Ces dernières années, une attention particulière a été attirée sur le risque d’effets indésirables cardio-vasculaires des AINS [voir Folia de septembre 2014 ]. La méta-analyse de la Coxib and traditional NSAID Trialists (CNT) Collaboration et des études observationnelles récentes ont montré que le risque cardio-vasculaire du diclofénac à dose élevée (150 mg p.j.) est comparable à celui des coxibs (célécoxib, étoricoxib, parécoxib), et l’Agence européenne des médicaments (EMA) a par conséquent renforcé les contre-indications et les mesures de précaution du diclofénac au même niveau que pour les coxibs. L’EMA a récemment décidé de renforcer également les contre-indications et les mesures de précaution pour l’acéclofénac (entre autres Air-tal®, Biofenac® et génériques)1: l’acéclofénac est en effet structurellement apparenté au diclofénac et il est métabolisé en diclofénac. Une étude observationnelle récente a aussi montré un risque accru d’infarctus du myocarde non fatal avec l’acéclofénac2.

Le Répertoire Commenté des Médicaments mentionne pour l’acéclofénac, le diclofénac et les coxibs, les contre-indications et les mesures de précautions suivantes en ce qui concerne le risque cardio-vasculaire.

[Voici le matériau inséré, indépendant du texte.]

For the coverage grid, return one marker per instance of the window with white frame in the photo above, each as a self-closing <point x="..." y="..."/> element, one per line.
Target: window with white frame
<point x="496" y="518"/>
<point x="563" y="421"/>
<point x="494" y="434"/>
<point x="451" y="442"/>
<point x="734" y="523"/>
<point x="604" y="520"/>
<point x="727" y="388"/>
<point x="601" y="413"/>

  • Contre-indications: patients atteints d’insuffisance cardiaque modérée à sévère (tous les AINS sont contre-indiqués chez les patients atteints d’insuffisance cardiaque sévère), de coronaropathie, d’artériopathie périphérique ou avec des antécédents de maladies vasculaires cérébrales.
  • Mesures de précaution: la prudence est de rigueur chez les patients hypertendus et les patients présentant un risque cardio-vasculaire élevé.
 

Commentaire du CBIP

Une étude de cohortes publiée récemment et basée sur des données provenant de dossiers médicaux de patients, attire une fois de plus l’attention sur les risques des AINS chez les patients présentant un risque cardio-vasculaire élevé3. Dans cette étude menée chez des patients sous antithrombotiques (p.ex. acide acétylsalicylique ou clopidogrel, associés ou non entre eux ou à un antagoniste de la vitamine K) après un premier infarctus du myocarde, l’utilisation d’un AINS était associée à une augmentation de l’incidence de saignements importants (entre autres gastro-intestinaux; risque relatif (RR) = 2,02; IC à 95% 1,81 à 2,26) et des évènements cardio-vasculaires (critère d’évaluation combiné incluant entre autres infarctus du myocarde non fatal, accident vasculaire cérébral, mortalité cardiaque; RR = 1,40; IC à 95% 1,30 à 1,49). La durée du suivi était en moyenne de 3,5 ans. Cette augmentation du risque a été observée avec plusieurs AINS (célécoxib, diclofénac, ibuprofène) et avec les différents schémas antithrombotiques. Le risque de saignements était déjà augmenté de manière statistiquement significative lors de l'utilisation de courte durée d’un AINS (3 jours ou moins). Bien qu’une étude observationnelle présente des limites, certainement lorsque l’on se base sur des données de dossiers médicaux de patients qui n’ont pas été enregistrées en fonction de l’étude, cette étude montre que des AINS sont encore souvent utilisés chez des patients après un infarctus du myocarde (chez environ un tiers de ces patients), alors que les AINS sont à éviter chez ces patients. Cette mise en garde s’applique certainement aux coxibs, au diclofénac et à l’acéclofénac, mais comme discuté dans les Folia de septembre 2014 , le risque d’effets indésirables cardio-vasculaires ne peut être exclu pour aucun AINS.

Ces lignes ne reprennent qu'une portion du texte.